Hollywood star and UN refugee agency envoy Angelina Jolie on Tuesday met Syrian refugee families living in squalid conditions in Lebanon, on the fifth anniversary of the Syrian war.
"We should never forget that for all the focus on the refugee situation in Europe at this time, the greatest pressure is still being felt in the Middle East and North Africa, as it has for each of the last five years," she said.
Jolie met Khulud, a 38-year-old mother of four now living in a tent in the Bekaa Valley in eastern Lebanon, who was left paralysed three years ago by a sniper in Syria, according to the UN refugee agency.
"Never once during our discussion did she ask for anything, did she stop smiling, or talk of anything other than her desire for her children to have the chance to go to school and have a better life," the actress and activist said.
"When I saw her beautiful smile, and her dedicated husband and children looking after her, I was in awe of them.
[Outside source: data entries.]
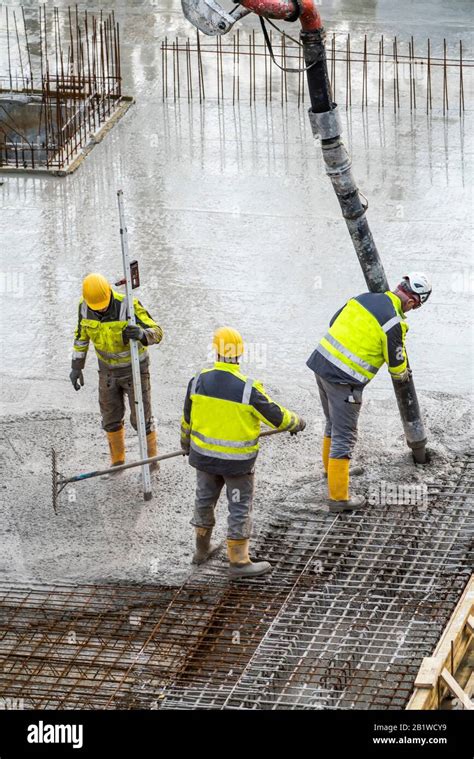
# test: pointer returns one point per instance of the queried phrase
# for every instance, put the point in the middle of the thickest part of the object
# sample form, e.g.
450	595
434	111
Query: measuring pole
136	375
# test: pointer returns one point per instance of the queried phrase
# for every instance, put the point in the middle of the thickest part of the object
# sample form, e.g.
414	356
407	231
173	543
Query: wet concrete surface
233	221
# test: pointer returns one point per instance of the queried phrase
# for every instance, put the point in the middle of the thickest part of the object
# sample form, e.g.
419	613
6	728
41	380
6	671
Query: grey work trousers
239	498
341	405
113	388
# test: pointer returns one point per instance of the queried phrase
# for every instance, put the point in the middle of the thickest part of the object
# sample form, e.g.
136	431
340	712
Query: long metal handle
62	481
136	374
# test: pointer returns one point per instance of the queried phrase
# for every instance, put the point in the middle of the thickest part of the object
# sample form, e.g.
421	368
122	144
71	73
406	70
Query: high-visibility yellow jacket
104	330
367	332
221	419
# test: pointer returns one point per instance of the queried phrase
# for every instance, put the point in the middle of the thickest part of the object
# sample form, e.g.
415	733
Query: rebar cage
353	604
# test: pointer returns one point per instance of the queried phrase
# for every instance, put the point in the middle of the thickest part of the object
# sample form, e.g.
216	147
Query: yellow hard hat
96	291
228	342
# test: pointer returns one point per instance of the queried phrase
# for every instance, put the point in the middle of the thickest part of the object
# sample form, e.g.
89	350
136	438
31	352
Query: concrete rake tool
59	482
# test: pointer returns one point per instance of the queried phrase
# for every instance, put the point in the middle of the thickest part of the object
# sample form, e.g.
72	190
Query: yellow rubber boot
204	548
152	449
338	487
240	564
117	446
326	449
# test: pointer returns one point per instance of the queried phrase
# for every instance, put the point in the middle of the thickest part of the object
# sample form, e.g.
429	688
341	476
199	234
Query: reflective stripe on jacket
104	330
221	420
368	331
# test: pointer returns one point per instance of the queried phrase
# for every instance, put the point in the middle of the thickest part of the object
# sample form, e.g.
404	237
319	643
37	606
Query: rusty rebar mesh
353	604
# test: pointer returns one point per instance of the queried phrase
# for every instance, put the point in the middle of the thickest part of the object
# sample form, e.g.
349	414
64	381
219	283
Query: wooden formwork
437	674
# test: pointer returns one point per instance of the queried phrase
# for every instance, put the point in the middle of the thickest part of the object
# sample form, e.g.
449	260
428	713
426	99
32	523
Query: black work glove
404	377
77	377
299	427
132	332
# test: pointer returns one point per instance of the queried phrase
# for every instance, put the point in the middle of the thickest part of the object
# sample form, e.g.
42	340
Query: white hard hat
418	283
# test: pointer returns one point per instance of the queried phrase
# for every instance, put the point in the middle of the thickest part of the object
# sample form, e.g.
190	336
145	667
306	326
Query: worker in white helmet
368	331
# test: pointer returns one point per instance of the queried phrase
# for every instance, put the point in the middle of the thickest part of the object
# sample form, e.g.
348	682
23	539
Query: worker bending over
102	320
220	431
368	331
They are heroes to me. And I ask myself, what have we come to when such survivors are made to feel like beggars?"
Jolie later visited Beirut "where she met a group of women living in poor conditions, a damp collective shelter, that left them and their families exposed to sickness," said the UN High Commissioner for Refugees.
The star, who has visited Syrian refugees in Lebanon before, appealed to governments around the world to step up their assistance to the nearly five million people who have been forced by war to flee their country.
Jolie called for "reason and calm and foresight" in response to the international migrant crisis, which in 2015 saw more than one million asylum-seekers reach Europe's shores.
"We must not let fears get the better of us," she said, noting that tiny Lebanon alone has seen more than one million Syrians flow across the border since war erupted in 2011.
"We must not let fear stand in the way of an effective response that is in our long-term interests," she said.
"My plea today is that we need governments around the world to show leadership: to analyse the situation and understand exactly what their country can do... to explain this to their citizens and address fears -- based not on emotion but on a measured assessment of what can and must be done to share the responsibility and get on top of this situation."
Syria's war began as a peaceful pro-democracy movement that faced a brutal government crackdown in 2011.
It has since evolved into a brutal war that has pushed nearly five million people out of the country, and left 6.5 million others displaced inside it.